The Kiwi Landing Pad in San Francisco is sweetening the pot for startups looking to springboard into the States.
Under its Catapult programme it is providing a month’s placement in San Fran’s South of Market district, along with the current 12 New Zealand companies attempting to bulk up and move on from the coworking space – of which Xero’s probably the best known of the bunch.
Catapult project lead Reuben Metcalfe says it’s an opportunity for startups, particularly in the internet/tech space, to get in front of (potential) customers and investors, to test and sell.
All applicants have to do is fill in a 10-page (remarkably short considering how these things often work) Powerpoint template that basically explains what the startup is trying to do, and how it might use its time in Silicon Valley. This goes past two panels, the first of which includes ex-Sonar6 boss John Holt (Sonar6 was recently sold to a US buyer for US$14m).
“If all the boxes are ticked and the panels think they can deliver, flights, accommodation and the desk space is paid for by the Ministry of Science and Innovation,” Metcalfe says. With a two-month lead time, Kiwi Landing Pad will help the individual companies plan for their trip, introducing them to people on the ground, according to what stage of the business they’re in.
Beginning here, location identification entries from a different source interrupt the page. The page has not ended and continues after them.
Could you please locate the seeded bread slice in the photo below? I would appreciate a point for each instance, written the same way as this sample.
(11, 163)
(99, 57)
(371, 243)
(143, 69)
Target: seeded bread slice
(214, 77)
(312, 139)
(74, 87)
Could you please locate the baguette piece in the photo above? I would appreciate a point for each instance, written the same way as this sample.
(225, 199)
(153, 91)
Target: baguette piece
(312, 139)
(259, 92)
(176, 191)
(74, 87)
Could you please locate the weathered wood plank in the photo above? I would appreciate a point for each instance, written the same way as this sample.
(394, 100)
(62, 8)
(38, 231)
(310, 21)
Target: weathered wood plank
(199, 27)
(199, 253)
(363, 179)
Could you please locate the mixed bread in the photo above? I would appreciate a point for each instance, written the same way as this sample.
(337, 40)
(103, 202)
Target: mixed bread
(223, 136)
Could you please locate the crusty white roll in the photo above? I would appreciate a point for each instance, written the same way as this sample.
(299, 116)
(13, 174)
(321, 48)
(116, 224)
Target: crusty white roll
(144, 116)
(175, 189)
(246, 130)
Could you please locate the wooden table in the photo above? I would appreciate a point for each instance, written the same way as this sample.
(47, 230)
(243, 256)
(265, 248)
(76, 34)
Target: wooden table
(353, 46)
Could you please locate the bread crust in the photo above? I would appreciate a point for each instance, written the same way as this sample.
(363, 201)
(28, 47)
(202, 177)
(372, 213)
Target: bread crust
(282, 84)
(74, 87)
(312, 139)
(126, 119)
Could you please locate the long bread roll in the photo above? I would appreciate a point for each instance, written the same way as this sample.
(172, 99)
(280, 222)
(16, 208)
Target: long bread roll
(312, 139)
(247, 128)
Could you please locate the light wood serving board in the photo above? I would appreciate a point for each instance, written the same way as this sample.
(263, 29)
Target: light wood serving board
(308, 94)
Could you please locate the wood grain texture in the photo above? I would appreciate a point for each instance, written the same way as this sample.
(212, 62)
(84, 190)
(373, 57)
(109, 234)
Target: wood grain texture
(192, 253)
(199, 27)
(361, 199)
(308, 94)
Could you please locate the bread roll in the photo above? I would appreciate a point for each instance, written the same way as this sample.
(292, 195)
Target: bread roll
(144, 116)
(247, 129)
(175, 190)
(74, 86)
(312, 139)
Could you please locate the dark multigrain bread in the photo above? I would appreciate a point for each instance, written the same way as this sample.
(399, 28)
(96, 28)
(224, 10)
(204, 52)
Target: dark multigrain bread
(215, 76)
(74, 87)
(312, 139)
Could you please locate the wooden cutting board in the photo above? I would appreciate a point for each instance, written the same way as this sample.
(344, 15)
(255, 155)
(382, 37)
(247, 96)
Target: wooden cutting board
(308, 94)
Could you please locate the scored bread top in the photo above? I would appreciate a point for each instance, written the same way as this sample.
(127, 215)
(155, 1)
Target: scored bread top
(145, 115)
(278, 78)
The Kiwi Landing Pad itself is now part of what is believed to be the world’s largest co-working space, a 190 seat open space in the heart of San Francisco, called Startup HQ.
“Startup people can’t avoid each other in this environment. There’s a lot of cross-pollination,” says Metcalfe.
The other advantage from everyone’s point of view is that if the startup is selected to be brought across “they’ll find whether they sink or swim much faster than if they stayed at home".
“Some incubation periods for startups in New Zealand get up to 36 months,” Metcalfe says. “That’s not incubation, that’s life support. In a lot of cases, there’s more merit in killing something quickly if it’s not moving, and starting on the next venture/project.
The first cab off the rank is bimstop.com from Scott Barrington. BIM is the acronym for building information modelling, and the web application puts specific manufacturers products (and more importantly specifications) into the 3D models that architects increasingly use in their designs.
Metcalfe says the Kiwi Landing Pad Catapult initiative is beyond a pure market validation play (hopefully the startup has already carried out this phase), and a chance for direct customer acquisition.
“It’s an opportunity to secure customers and deals,” he says.
One advantage of being in a city such as San Francisco is that the startup culture “cycles faster, and company valuations are a completely different ball game".
Go here for the KLP Catapult application.
In a further development, the Startup Weekend organisers in New Zealand have added the sweetener that the most promising idea will also be part of the KLP Catapult. Naturally people will have to go to the Auckland Startup Weekend event this week. Wellington Startup Weekend is on July 27 –29.